Try the Pastel Da Nata’s (Portugal’s famous custard tarts) in some of Portugal’s best cafes, spend time walking through the old cobbled lanes with little local cafes and souvenir shops and have a look around the famous fish market.
Aviero is great for an afternoon stop-off and is super close to another of Portugal’s fantastic coastlines.
In a country where there are castles scattered at every turn, there is so much competition for the best castle in Portugal.
This may not be the best castle in terms of its grandeur, but it has something the others don’t. Tomar houses the castle of the Knights templar and is one of the most impressive monuments in Portugal.

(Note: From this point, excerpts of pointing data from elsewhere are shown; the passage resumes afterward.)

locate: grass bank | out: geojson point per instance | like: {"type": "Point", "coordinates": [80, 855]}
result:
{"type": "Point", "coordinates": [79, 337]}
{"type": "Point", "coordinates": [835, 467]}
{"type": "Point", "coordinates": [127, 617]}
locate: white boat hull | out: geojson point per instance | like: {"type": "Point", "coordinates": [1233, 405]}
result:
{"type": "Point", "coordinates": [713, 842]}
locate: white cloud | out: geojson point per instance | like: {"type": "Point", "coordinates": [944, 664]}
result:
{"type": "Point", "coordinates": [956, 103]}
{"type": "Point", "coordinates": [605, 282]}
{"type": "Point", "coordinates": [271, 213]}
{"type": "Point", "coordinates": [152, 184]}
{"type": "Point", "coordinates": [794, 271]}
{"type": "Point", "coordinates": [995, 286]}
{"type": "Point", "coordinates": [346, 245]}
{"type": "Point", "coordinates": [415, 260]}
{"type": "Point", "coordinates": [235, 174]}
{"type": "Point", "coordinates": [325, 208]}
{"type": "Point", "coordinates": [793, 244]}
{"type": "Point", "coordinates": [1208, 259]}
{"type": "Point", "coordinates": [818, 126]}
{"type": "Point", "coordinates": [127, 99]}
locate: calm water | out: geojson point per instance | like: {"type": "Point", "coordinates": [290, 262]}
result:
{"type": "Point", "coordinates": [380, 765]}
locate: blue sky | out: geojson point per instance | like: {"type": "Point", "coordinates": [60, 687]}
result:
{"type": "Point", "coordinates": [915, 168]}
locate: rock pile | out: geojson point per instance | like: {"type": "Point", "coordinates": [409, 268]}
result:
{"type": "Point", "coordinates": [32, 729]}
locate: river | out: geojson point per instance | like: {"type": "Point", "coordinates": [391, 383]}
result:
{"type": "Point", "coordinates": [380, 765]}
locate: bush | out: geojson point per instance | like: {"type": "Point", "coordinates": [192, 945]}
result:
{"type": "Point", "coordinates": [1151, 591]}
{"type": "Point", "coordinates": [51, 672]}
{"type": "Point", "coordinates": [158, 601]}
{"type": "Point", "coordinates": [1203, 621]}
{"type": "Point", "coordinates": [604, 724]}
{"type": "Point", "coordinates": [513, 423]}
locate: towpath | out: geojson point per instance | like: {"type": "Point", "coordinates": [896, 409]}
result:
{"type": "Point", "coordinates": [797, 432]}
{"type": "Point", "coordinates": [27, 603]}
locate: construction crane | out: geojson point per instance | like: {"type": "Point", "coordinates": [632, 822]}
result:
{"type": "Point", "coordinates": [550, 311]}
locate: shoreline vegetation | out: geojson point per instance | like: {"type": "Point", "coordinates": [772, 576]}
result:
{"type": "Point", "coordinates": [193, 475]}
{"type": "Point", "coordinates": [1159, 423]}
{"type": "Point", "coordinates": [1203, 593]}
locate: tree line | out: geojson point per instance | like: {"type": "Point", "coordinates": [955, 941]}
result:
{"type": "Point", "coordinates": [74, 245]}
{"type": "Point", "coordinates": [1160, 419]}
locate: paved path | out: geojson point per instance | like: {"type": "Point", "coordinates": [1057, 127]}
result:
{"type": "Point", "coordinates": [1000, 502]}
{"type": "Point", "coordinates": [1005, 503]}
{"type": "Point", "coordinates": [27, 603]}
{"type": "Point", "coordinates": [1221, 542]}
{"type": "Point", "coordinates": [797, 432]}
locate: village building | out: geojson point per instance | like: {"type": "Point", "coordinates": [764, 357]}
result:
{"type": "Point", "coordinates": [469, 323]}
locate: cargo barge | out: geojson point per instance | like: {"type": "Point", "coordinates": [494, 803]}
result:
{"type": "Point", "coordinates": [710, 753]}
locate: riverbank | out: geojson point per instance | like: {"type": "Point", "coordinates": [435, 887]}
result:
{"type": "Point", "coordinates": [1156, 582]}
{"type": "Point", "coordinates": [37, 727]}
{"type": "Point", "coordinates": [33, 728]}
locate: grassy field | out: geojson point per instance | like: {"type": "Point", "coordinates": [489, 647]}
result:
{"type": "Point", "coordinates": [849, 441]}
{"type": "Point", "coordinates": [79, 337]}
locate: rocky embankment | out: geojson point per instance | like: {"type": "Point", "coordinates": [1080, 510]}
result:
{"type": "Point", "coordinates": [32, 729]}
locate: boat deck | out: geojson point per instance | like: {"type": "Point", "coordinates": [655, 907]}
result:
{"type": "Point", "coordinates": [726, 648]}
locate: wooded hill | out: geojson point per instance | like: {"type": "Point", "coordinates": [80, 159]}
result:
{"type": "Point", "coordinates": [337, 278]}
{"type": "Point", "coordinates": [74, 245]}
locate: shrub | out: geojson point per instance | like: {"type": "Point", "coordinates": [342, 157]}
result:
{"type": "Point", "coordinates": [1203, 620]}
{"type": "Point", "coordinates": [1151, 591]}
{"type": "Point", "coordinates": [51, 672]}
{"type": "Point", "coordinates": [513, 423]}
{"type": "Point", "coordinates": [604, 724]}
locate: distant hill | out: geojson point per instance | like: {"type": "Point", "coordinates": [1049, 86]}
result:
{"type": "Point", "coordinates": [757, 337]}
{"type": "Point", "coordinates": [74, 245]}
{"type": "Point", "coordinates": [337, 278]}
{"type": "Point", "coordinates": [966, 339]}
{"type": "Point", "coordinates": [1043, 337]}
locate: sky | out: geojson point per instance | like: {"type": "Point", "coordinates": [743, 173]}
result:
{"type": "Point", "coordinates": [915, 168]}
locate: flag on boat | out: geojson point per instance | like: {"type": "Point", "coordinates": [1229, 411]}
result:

It incorporates the Convento de Cristo, a masterpiece of Manueline architecture classified as World Heritage. It’s steeped in history, has a fantastic cafe culture, and you could spend hours imaging yourself as a knight of the round table!
This is Travel As They Grow’s Top 10 things to see in Portugal with your family It’s rich in history, soaked in culture, and blessed with glorious beaches. As we said, Portugal has something special for everyone!
Hi! This article is very interesting! I went to Portugal with my family a few months ago and we had a really good time there! We went to Lisbon and we did this very original activity : The HippoTrip (http://www.thefunplan.com/en/Trip/Lisbon-HippoTrip/84-437/)! My children were very happy and we shared a very good moment all together in family. We also did the tranvia you talked about and I think it is a good way to discover this wonderful city that is Lisbon!